En aquella época, Dios no estaba «muerto», según las palabras blasfemas de


Nietzsche: era admirablemente vivo.
De allí partía todo. En el terreno de la moral, un hombre como san Bernardo
podía invocar los principios del Evangelio en contra de los errores o crímenes, porque
todos creían en aquellos principios y sabían que éstos dominaban sus vidas. Nadie
ignoraba que, incluso si los transgredía, los mandamientos de Dios eran el alfa y la
omega de todas las cosas, y que, según ellos, se pesaría un día en las balanzas de la
Eternidad. Una cosa es dejarse llevar por la violencia, codicia o libertinaje porque se
es un pobre hombre y se cede a su inclinación, y otra es negarse a aceptar que existe
una ley superior y una autoridad sobrenatural para hacerla cumplir. Porque sus
contemporáneos creían, el monje blanco podía atreverse a reprenderlos y llevarlos de
nuevo por el buen camino. No carece de significado.
En el terreno político, ocurría lo mismo. Hemos visto a san Bernardo actuar en
una Europa sacudida por violentas disputas, dividida por intereses y pasiones.
Pero entre la de su tiempo y la nuestra existe una diferencia considerable.
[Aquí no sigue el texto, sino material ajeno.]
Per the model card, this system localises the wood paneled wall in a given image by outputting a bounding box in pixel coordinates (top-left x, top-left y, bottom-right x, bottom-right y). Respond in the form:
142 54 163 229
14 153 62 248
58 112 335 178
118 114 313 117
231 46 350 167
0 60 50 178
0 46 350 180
No había
por entonces estas rivalidades inexplicables entre naciones, estos odios encasillados y
supercomprometidos dentro de las fronteras, que amenazan hacer estallar el mundo y
hundir todas las naciones en el abismo. No existía lo que el mundo moderno llama
«nacionalismo», que no debía empezar hasta principios del siglo XIV. Podían
producirse guerras entre tal y cual soberano, pero no se traducían en dramáticos
desafíos en los cuales cada una de las naciones en guerra sabe que se juega su destino.
Incluso en plena guerra, un gobierno hubiera juzgado absurdo e ilegítimo arrestar en
su territorio a los fugitivos enemigos y más aún prohibir a los comerciantes que
continuasen sus negocios, con el fin de impedir el comercio con los enemigos. Tampoco
existía ese lujo ridículo y vano de los pasaportes, visados, autorizaciones de moneda
que constituyen el atractivo de los viajes en el siglo xx; un peregrino iba de París a
Roma, de Chartres a Santiago de Compostela sin otro documento que su voto de
peregrino...

Sí, en los siglos XII y XIII existía verdaderamente Europa, y en aquella Europa actuó
San Bernardo. Existía un sentido de fraternidad humana, de solidaridad de espíritus y
almas, del que casi hemos perdido el recuerdo. Este internacionalismo era visible en
todos los campos. Abundan los testimonios. Por ejemplo, en los nombramientos
eclesiásticos, en que se había visto a un bienaventurado Lanfranc, piamontés, luego a
un san Anselmo, valdotano, llegar a ser, uno después del otro, abad de Bec Hellouin
en Normandía, luego arzobispo de Canterbury en Inglaterra, en sentido contrario se
vería a Juan de Salisbury, inglés, llegar a ser obispo de Chantres. En el terreno
intelectual, sucedía lo mismo. En las grandes escuelas, más tarde en las
Universidades, maestros de todas nacionalidades eran requeridos para enseñar a
alumnos llegados de todos los países: en París, por ejemplo, se veía en las cátedras a
un san Alberto Magno, alemán, a un santo Tomás de Aquino y a un san
Buenaventura, italianos, a un Sigiero de Brabante, belga, y muchos otros. Todos los
espíritus superiores de Europa no necesitaban para entenderse este sistema de
cascos de escucha ni de traducciones simultáneas que, en nuestras O.N.U.,
U.N.E.S.C.O, y otros organismos internacionales, evidencian el babelismo de
nuestra época, ya que todos hablaban una lengua internacional: el latín.
Existía una Europa que poseía un espíritu común, un alma común, que
emprendía comúnmente, bajo el impulso de su jefe espiritual, el Papa, aquellas
grandes operaciones que se llamaban Cruzada a Tierra Santa o Reconquista de
España. Una Europa lo mejor de la cual se expresaba en una forma de arte múltiple
y variada como sus miembros, pero única en su principio: la catedral. Aquella
Europa tenía un nombre: Cristiandad.
Es la última palabra que se ha de decir. San Bernardo, porque era un santo,
pudo actuar en su época en la forma vista. Si pudo hacer oír su voz por encima del
clamor de los odios y de los intereses opuestos, es sencillamente porque aparecía,
a los ojos de sus contemporáneos, como el vivo heraldo de la cristiandad, la
encarnación de su conciencia colectiva.

Extracto tomado de Daniel Rops, Saint Bernard, quand un saint arbitrait l´Europe.
Traducción española: San Bernardo, Aymá, Barcelona, 1957 (trad. de Montserrat
Roca).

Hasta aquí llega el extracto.